An automatic semantic role labeler for the portuguese language

Falci, Daniel Henrique Mourão

Visualizar/Abrir

Mestrado em Sistemas de Informação e Gestão do Conhecimento FUMEC 2018 (1.149Mb)

Data

2018

Autor

Falci, Daniel Henrique Mourão

xmlui.mirage2.itemSummaryView.MetaData

Mostrar registro completo

Resumo

A anotação de papéis semânticas (APS) é uma tarefa do processamento de linguagem natural que fornece os meios para analisar, do ponto de vista semântico, as informações expressas através de texto ou fala. O objetivo é capturar e representar os participantes e as circunstâncias de eventos ou situações descritas no nível sentencial.
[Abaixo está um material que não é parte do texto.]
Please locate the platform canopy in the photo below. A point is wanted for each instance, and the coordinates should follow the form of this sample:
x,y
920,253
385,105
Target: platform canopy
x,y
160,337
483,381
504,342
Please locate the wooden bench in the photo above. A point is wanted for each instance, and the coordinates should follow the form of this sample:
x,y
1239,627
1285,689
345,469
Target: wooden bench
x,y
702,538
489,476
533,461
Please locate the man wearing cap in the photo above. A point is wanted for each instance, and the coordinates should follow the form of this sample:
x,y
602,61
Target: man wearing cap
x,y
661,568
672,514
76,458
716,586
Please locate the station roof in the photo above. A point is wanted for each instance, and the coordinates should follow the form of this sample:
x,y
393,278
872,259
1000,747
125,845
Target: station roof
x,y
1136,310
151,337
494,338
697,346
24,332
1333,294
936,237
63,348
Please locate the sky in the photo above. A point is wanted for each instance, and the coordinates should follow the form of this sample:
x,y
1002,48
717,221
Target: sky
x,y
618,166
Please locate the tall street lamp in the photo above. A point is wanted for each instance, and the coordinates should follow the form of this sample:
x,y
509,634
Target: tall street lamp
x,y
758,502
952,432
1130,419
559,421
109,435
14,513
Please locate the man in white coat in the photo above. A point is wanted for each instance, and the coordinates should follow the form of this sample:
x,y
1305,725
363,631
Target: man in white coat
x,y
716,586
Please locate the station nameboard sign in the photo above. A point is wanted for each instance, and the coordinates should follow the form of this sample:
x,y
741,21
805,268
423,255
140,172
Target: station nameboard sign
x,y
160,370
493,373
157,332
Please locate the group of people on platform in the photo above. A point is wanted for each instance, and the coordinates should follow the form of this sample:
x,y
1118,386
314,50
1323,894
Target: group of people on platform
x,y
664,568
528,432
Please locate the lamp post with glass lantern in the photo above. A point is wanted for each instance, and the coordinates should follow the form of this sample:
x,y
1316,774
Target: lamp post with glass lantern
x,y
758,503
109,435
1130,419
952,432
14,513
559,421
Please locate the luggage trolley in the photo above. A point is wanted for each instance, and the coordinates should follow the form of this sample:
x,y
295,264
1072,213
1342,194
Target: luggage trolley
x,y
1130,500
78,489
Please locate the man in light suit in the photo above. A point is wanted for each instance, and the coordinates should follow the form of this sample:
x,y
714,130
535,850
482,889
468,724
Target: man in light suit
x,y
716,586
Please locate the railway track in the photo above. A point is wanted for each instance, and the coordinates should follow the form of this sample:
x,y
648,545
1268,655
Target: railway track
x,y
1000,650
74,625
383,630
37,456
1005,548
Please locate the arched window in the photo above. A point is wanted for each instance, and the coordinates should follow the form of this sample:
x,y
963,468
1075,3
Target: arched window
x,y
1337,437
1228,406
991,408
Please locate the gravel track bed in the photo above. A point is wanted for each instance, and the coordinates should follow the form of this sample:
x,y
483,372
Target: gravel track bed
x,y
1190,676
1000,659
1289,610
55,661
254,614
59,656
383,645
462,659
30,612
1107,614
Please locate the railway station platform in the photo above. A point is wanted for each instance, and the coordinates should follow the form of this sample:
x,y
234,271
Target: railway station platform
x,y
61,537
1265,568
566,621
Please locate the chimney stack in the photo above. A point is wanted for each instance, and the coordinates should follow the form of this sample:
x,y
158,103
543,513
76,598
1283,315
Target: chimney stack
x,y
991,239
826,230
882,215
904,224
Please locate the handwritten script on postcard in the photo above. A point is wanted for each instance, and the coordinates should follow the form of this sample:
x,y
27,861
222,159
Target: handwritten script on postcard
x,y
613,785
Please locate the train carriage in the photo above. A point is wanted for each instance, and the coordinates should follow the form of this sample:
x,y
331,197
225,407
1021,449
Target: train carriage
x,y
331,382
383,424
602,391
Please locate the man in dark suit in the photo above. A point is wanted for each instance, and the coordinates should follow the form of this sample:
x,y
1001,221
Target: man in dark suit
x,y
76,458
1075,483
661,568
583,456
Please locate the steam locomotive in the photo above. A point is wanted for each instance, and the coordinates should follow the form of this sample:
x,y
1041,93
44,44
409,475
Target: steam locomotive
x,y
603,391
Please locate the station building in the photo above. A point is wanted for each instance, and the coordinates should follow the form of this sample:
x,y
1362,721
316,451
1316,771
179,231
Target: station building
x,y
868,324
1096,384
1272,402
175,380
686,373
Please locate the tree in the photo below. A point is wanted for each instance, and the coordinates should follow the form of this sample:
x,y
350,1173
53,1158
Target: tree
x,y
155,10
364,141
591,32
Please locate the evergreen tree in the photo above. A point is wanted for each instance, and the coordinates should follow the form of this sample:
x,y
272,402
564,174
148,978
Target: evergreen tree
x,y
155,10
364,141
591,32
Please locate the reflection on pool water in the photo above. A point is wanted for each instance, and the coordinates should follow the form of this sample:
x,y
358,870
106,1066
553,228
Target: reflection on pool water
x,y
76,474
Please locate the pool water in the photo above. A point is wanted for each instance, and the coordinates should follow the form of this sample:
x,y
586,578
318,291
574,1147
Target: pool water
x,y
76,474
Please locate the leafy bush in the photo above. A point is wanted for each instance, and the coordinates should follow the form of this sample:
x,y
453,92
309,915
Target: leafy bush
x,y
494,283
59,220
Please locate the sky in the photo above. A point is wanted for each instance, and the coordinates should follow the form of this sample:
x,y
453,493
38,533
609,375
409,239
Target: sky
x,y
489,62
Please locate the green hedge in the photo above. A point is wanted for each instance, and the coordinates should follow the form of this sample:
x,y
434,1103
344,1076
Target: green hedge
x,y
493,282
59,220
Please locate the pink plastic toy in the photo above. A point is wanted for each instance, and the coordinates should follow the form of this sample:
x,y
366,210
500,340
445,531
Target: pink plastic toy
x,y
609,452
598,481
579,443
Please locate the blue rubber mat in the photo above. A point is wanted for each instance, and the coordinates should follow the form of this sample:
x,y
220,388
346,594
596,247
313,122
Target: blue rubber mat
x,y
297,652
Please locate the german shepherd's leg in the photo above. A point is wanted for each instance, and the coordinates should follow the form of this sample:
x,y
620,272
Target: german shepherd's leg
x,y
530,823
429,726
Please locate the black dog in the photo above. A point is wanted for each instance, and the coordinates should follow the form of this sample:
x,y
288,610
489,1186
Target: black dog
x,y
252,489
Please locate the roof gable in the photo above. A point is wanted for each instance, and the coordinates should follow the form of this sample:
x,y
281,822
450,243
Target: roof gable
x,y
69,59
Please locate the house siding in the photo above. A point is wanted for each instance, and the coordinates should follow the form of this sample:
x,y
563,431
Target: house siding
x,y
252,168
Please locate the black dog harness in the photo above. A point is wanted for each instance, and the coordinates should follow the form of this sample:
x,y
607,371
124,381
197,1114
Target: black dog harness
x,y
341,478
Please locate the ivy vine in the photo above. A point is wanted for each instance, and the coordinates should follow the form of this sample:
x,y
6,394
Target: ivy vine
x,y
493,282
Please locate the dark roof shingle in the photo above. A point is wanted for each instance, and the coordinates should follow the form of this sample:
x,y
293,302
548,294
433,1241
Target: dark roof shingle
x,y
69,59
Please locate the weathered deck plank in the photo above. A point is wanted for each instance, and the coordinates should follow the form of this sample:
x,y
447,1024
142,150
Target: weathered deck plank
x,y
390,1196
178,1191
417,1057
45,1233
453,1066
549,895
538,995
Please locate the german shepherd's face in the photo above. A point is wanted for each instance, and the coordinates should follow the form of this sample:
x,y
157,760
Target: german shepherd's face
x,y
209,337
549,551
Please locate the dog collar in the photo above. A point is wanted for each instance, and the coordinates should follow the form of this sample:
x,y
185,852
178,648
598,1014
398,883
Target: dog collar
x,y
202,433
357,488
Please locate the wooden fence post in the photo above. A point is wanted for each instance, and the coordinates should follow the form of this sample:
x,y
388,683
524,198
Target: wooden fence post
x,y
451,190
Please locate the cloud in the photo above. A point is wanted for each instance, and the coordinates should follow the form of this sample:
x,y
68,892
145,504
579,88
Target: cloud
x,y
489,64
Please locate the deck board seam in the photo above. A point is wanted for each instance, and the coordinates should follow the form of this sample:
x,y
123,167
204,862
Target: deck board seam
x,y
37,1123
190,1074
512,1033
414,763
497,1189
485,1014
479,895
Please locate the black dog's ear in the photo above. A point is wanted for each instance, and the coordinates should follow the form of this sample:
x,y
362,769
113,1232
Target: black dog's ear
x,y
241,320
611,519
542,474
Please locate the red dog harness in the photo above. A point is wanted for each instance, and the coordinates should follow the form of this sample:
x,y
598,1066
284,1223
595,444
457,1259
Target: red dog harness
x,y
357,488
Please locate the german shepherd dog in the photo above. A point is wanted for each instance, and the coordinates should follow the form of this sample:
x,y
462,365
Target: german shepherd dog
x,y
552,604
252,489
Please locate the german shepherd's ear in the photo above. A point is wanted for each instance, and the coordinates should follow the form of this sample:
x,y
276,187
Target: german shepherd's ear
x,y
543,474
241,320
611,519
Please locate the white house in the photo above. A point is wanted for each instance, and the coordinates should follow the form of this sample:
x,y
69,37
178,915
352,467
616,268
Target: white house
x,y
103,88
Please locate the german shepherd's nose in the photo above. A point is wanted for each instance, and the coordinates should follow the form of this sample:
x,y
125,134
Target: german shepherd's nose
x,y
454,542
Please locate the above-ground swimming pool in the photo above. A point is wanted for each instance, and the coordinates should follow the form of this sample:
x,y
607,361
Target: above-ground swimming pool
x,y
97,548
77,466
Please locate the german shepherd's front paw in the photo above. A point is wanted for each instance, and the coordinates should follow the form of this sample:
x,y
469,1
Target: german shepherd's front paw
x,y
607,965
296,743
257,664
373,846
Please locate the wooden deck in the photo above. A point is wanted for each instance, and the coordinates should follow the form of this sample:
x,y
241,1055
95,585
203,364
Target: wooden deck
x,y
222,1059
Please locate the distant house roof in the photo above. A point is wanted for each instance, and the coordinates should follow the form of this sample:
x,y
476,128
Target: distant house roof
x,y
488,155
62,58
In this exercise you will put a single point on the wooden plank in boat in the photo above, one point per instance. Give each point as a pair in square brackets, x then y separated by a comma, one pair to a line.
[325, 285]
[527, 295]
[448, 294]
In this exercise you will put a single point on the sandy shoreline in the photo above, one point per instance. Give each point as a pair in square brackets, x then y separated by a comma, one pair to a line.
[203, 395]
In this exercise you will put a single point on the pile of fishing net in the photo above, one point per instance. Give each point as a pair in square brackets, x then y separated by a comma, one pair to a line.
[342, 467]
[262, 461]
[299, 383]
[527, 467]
É tida como um importante passo para a compreensão da linguagem natural. A maior parte da pesquisa existente sobre a APS é focada na língua inglesa e, portanto, considera suas particularidades sintáticas e semânticas. Este fato impede a transposição direta de seus resultados para outras línguas. Quanto à língua portuguesa, há um pequeno número de estudos dedicados a esta tarefa, e nenhum deles conseguiu um desempenho semelhante ao obtido na língua inglesa. Além disso, ao que sabemos, existe apenas um sistema publicamente disponível capaz de executar a APS automatizada em texto bruto, o que dificulta a pesquisa e detém o potencial inovador para a língua. O objetivo desta dissertação é avaliar o desempenho de um anotador de papéis semânticos automático para a língua portuguesa construído considerando técnicas abordadas na literatura. Para atingir este objetivo, o primeiro passo consistiu em uma revisão sistemática da literatura na tarefa de APS que visou identificar as técnicas mais precisas abordadas na literatura. Com base em seus resultados, desenvolvemos e avaliamos um anotador de papéis semânticos para a língua portuguesa. Nossa abordagem é independente de análise sintática e se apóia em uma arquitetura de rede neural recorrente, bidirecional e profunda. As predições da rede são usadas como a entrada de um algoritmo de análise neural recursiva global que foi adaptado para a tarefa de APS. Nosso método superou, de forma consistente, o sistema mais preciso para a língua portuguesa no Corpus do PropBank-Br por uma margem de 3.05 pontos de F1-score, reduzindo o erro relativo em 8.74%. O modelo apresentado nesta pesquisa está disponível publicamente sob licença BSD e pode ajudar estudos futuros focados na língua portuguesa em tarefas que normalmente dependem da análise de conteúdo, que vão desde a tradução automática até os sistemas de perguntas e respostas.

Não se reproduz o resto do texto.